Here’s my approach to achieving a fabulous clean Les Paul tone with classic Fender amps. I’ve found that amps with all EQ controls (bass, mids, treble, and a bright switch) work best for me. This allows me to rein in the bass and add top-end sparkle. For amps lacking a mid control, such as the Princeton, Deluxe, and Pro, I recommend installing a 25k mid pot in the amp’s ground-lift spot. This modification widens the tonal range from extremely icy and scooped to full British warmth. The Les Paul’s humbuckers, with their significant bass and mids, pair well with larger Fender amps that offer clean headroom and a firm low end. Personally, a Twin Reverb or Super Reverb loaded with firm, American-style speakers is my preferred mate for a Les Paul, providing enough attack to prevent muddiness in the tone.
“Hollowbodies pose a challenge, as they can generate unpleasant, squealing feedback when too close to a loud and bass-y amp.”

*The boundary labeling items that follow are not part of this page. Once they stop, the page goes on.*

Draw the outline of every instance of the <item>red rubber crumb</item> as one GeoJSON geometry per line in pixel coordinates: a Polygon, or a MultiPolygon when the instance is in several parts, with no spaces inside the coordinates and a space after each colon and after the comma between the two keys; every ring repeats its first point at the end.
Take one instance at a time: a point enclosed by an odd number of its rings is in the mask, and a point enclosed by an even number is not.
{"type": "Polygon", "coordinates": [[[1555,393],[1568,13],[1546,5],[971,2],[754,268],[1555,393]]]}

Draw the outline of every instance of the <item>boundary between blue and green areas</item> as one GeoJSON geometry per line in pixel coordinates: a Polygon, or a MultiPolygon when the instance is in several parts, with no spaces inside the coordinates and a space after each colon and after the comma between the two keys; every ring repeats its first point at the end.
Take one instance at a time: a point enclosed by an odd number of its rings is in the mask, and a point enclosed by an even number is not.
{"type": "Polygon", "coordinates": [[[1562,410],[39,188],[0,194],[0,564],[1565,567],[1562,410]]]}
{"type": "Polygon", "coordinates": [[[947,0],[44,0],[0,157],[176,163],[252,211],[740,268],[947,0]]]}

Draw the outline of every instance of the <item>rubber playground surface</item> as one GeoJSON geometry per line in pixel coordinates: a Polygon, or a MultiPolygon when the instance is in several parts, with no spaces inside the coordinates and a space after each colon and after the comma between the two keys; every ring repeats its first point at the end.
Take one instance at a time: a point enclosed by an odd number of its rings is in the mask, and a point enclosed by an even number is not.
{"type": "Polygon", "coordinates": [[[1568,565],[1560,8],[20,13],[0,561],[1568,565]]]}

Now, let’s shift our focus to Gibson’s semi-hollow and hollowbody ES guitars. These guitars exhibit a bit less attack and a more vibrant, acoustic flavor. The semi-hollow ES-335 pairs well with most Fender amps, given there’s enough clarity. However, hollowbodies pose a challenge, as they can generate unpleasant, squealing feedback when too close to a loud and bass-y amp. To counter this, I prefer smaller amps for smaller venues, such as the vibrato channel of the Deluxe Reverb, thanks to its bright cap. The Princeton Reverb and the Deluxe’s left, normal channel lack the sparkle and clarity I prefer with the airy Gibson ES guitars. Since I installed a 100 pF bright cap in my 1966 Princeton Reverb, it has proven to be a perfect match. But newer, brighter speakers can compensate for the missing bright cap, too.
If you predominantly use humbucker guitars with older Fender amps, consider swapping to a low-gain preamp tube to expand the amp’s volume control range. The 5751 tube, with a gain factor of 70–80, makes it easier to dial in a sweet spot, providing more usable span on the volume control than the original 12AX7, with its gain factor of 100. Using the amp’s second, low-impedance input can also lower volume and gain, but keep in mind that you’ll lose a bit of treble in the process. Therefore, reducing the preamp tube gain is a better option.
In the single-coil league, the strategies for achieving a desired tone are almost the opposite of the humbucker league. Here, the focus is on taming brightness and generating enough warmth, especially with Stratocasters that have bright and low-output pickups. Thicker strings and increased pickup height contribute to warmth, but pushing the amp hard enough is equally crucial. This causes it to break up in both the power amp and preamp sections, creating rich harmonics in the upper mid and treble frequencies. These harmonics balance and smooth out the guitar’s scooped tone. With larger Fender amps, I may want to reduce clean headroom by disengaging speakers to increase speaker impedance, or by swapping to less efficient speakers. An easy tube mod involves replacing the 12AT7 phase inverter tube with a 12AX7 to decrease clean headroom in the power amp section. You can find details on these well-known mods in my past columns.
Hopefully, these examples can inspire you to discover golden tones with the amps and guitars you already have.